Universal Design as Anti-racism

This piece is specific to the US, however it is relevant to countries that have been colonized that remain under occupied rule, such as Australia, Canada and New Zealand.

The image image is an illustration of the Salish Seas and surrounding basin.

I am on Indigenous land, on occupied land of the Duwamish Peoples to be exact. I am the child of immigrants from a war-torn country, Eritrea, who were moved on to this occupied land by the colonizers who both forced them off of their own and onto someone else’s. I use US currency, engage in an economic marketplace that was built on the backs of enslaved Africans, and is sustained by poor Black, Brown, Native and Undocumented people. And, it should go without saying that all of these communities have disabled members, who are denied access to physical spaces that are either theirs and/or exist at their expense.

This is often forgotten in conversations about accessibility, and goes completely unacknowledged in mainstream disability rights movements. Accessibility is a matter of racial justice. Denying disabled people of color free access to these spaces is not only ableist; it is a part of colonialism. It is another way by which bodies of color are reminded of systemic power imbalances, reinforcing white supremacy and privilege.

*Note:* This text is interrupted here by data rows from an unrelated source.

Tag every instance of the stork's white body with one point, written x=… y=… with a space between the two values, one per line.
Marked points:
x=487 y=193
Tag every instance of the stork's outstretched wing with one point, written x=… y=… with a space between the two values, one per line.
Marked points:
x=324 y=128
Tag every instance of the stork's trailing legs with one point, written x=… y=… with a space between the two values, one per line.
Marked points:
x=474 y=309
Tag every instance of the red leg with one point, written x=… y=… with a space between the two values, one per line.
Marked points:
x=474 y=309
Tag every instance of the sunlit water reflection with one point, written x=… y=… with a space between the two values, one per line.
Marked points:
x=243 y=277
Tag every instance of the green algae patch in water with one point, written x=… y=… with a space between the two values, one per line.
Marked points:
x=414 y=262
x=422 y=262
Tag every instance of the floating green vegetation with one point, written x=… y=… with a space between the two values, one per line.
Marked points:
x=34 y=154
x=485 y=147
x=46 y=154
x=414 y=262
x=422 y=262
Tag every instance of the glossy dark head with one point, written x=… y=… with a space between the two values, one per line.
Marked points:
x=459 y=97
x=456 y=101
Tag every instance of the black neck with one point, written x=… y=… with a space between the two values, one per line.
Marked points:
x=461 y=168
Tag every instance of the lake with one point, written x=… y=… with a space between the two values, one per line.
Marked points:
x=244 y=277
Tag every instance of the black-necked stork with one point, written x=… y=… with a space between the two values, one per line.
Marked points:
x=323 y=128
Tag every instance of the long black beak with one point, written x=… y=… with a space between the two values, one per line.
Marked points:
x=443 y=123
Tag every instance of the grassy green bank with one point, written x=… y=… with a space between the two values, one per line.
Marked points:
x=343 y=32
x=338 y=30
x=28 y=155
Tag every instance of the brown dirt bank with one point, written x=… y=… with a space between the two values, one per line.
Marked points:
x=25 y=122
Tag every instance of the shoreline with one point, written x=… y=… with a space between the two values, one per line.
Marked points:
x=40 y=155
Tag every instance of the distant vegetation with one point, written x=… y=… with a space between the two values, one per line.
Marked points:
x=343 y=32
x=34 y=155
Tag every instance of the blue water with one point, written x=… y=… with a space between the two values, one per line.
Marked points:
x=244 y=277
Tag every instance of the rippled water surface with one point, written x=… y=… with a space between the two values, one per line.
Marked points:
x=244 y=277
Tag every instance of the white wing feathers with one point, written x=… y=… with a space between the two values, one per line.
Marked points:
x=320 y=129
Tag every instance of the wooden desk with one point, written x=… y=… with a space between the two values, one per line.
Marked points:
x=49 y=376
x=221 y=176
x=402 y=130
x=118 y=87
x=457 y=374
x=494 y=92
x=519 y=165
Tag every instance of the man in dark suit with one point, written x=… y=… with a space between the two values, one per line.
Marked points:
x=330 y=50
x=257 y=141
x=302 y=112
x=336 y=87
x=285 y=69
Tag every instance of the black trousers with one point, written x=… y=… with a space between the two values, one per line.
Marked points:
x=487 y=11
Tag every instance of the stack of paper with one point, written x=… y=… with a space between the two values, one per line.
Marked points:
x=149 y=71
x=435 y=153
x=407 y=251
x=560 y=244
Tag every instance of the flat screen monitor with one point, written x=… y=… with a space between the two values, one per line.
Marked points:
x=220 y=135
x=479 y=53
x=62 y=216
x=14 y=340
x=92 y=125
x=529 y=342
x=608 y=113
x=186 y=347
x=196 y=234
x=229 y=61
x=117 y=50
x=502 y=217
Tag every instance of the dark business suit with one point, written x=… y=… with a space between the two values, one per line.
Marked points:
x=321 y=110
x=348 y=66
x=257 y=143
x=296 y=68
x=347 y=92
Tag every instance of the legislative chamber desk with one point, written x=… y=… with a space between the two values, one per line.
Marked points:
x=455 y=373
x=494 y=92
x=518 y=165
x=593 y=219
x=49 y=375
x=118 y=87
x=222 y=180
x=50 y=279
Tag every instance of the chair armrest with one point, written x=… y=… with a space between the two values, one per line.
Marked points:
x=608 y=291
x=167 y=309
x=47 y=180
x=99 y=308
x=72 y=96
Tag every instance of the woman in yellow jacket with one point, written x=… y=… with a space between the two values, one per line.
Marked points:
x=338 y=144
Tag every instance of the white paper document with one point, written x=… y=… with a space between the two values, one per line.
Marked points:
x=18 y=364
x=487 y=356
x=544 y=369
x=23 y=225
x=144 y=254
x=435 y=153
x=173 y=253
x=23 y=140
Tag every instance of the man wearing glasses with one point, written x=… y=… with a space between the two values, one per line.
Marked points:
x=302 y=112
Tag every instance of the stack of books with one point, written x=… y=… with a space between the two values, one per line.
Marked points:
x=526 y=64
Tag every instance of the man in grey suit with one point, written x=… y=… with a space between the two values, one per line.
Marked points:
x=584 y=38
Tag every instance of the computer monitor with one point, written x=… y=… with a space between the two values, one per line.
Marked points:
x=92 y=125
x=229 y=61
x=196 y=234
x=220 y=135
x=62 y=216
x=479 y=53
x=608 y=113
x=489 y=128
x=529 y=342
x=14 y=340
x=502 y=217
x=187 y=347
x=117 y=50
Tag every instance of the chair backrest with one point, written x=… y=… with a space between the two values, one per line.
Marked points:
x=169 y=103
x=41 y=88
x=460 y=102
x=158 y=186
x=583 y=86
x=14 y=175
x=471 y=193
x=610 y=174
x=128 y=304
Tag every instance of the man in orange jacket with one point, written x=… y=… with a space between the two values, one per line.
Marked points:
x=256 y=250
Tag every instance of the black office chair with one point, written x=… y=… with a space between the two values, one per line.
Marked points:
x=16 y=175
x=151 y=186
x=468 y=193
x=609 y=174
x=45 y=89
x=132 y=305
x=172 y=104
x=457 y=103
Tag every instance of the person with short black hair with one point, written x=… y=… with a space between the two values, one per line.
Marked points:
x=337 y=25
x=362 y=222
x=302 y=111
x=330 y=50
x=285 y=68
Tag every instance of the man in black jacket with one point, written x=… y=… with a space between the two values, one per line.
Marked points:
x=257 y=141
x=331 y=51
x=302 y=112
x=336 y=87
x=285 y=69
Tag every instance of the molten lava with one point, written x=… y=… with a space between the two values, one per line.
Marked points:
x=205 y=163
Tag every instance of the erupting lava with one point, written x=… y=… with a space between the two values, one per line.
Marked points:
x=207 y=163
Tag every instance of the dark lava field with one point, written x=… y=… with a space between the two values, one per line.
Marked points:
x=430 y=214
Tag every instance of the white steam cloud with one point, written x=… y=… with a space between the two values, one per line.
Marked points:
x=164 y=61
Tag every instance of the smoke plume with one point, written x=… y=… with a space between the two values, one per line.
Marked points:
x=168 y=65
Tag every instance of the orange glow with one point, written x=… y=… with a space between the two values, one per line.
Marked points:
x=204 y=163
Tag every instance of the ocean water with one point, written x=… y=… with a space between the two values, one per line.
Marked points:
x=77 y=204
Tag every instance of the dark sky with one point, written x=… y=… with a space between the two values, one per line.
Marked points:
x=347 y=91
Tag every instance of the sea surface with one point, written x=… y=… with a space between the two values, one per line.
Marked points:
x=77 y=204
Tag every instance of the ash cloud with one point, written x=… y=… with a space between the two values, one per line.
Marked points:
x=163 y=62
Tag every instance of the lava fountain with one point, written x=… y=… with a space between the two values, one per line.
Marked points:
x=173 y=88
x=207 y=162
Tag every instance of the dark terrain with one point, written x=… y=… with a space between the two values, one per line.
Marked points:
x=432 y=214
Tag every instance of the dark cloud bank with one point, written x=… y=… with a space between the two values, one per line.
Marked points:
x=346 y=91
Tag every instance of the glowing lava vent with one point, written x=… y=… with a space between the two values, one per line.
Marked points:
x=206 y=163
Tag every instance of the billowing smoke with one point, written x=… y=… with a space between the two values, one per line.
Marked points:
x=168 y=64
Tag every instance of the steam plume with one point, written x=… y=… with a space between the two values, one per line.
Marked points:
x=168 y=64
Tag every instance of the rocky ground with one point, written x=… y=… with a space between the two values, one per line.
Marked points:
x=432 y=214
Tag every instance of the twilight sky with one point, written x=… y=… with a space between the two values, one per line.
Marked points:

I urge all organizers to think about this. Consider what it means to have an inaccessible event on occupied land in a country built by Black slaves. I urge you to think about disability intersectionally. You cannot be an inaccessible event and be disability oriented, nor can you be anti-racist, queer, feminist, anti-classist, or any other form of anti-oppressiveness. Accessibility is fundamental to dismantling systems of oppression. It isn’t just some added bonus.